Natural Law Theory
Posted by Jake on Feb 10, 2017
Listed on pp. 138-139 of your text are several criticisms of natural law theory. Which of those criticisms did you take to be the strongest, and why?
I regard the following quote as the strongest criticism: "Some philosophers have depicted human nature as evil, deceitful, and uncontrolled"
The key point is that not all characteristics of human nature are 'good'. Because of this, Thomas Hobbes argued that society needs a strong government otherwise life would be "nasty, brutish, and short". On the other hand, Thomas Aquinas claimed that good and evil is derived from the rational nature of humans.

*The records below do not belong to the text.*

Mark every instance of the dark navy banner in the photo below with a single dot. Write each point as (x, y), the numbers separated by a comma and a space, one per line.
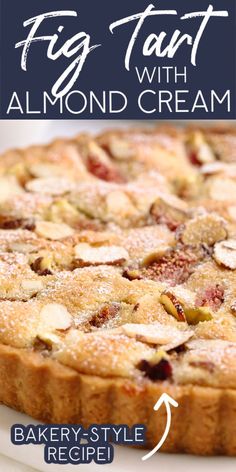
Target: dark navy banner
(98, 59)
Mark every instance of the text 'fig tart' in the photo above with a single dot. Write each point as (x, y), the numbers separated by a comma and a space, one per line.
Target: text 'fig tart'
(118, 283)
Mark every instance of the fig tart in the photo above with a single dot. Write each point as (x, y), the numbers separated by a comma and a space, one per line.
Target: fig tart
(118, 283)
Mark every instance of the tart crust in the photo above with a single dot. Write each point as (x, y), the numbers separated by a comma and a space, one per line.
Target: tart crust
(120, 254)
(203, 424)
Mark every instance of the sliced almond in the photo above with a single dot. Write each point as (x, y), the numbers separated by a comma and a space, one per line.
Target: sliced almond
(50, 186)
(9, 188)
(206, 229)
(89, 255)
(225, 253)
(45, 170)
(54, 317)
(168, 337)
(197, 314)
(53, 231)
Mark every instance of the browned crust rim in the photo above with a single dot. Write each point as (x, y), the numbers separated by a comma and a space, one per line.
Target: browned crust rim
(204, 423)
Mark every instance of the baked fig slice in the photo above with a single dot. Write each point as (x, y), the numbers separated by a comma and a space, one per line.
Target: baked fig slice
(172, 305)
(183, 307)
(205, 229)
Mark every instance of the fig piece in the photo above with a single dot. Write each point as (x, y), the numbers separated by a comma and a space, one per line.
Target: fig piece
(172, 305)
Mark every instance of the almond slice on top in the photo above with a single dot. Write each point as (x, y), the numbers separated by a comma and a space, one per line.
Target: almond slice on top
(225, 253)
(53, 231)
(168, 337)
(111, 255)
(50, 186)
(54, 318)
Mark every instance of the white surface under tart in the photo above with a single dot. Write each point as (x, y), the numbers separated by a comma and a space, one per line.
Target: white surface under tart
(126, 459)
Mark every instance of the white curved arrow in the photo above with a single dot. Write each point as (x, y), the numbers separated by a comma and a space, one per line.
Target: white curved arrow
(167, 400)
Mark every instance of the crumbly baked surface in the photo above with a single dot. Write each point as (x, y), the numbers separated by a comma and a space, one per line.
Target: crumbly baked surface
(118, 282)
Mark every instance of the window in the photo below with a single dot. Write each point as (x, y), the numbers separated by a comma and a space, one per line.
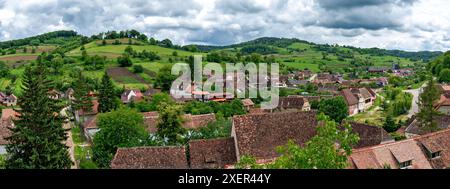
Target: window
(405, 165)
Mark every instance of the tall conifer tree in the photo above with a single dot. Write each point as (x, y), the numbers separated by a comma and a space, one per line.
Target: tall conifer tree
(38, 137)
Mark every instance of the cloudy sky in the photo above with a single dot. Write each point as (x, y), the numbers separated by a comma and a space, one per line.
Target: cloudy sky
(393, 24)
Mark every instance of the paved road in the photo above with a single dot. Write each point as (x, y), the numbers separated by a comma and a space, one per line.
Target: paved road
(415, 107)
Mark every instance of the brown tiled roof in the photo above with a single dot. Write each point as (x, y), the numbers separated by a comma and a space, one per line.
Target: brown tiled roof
(369, 135)
(443, 122)
(247, 102)
(169, 157)
(93, 111)
(417, 149)
(437, 142)
(4, 131)
(190, 121)
(91, 123)
(212, 153)
(390, 154)
(259, 134)
(349, 97)
(295, 102)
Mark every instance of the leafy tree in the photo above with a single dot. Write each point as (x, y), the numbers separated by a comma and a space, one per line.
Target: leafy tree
(120, 128)
(335, 108)
(164, 78)
(4, 69)
(84, 55)
(124, 61)
(82, 100)
(170, 122)
(38, 138)
(427, 114)
(321, 152)
(107, 99)
(444, 76)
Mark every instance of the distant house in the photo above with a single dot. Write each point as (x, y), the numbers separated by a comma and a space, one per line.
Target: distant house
(190, 121)
(55, 94)
(130, 95)
(358, 99)
(443, 122)
(8, 100)
(167, 157)
(377, 69)
(248, 104)
(431, 151)
(69, 94)
(370, 135)
(351, 101)
(88, 113)
(212, 153)
(293, 103)
(443, 104)
(90, 128)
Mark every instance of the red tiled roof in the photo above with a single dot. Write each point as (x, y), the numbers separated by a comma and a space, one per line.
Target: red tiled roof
(259, 134)
(169, 157)
(417, 149)
(93, 111)
(369, 135)
(295, 102)
(212, 153)
(349, 97)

The evidence in opposition of Aquinas and Natural Law is in the actions of people. Humans have done terrible things and participated in behavior that was harmful to one another consistently throughout history. Some have argued that those individuals participating in the evil actions are simply irrational or outright transgressing natural law. But how can we know for sure? Very intelligent individuals willingly commit heinous acts, are they all irrational and opposing an inherent knowledge of good? If you compare different cultures across the world, each culture will have different moral codes according to what they believe is justified. If there was a consistent good derived from the rational nature of all humans, then wouldn't every culture have the same moral codes?
Whether or not we can actually derive a set of moral laws from what is in nature and what we can conclude with reason is highly debatable. I don't always think an individual can easily discern an action as morally correct, especially in times of determining whether to put themselves before others.
A final question for more consideration: Are particular human actions banned by our civil laws because we have determined that it hurts the way our society operates, or have we created those laws as a result of our natural conclusion that they are bad?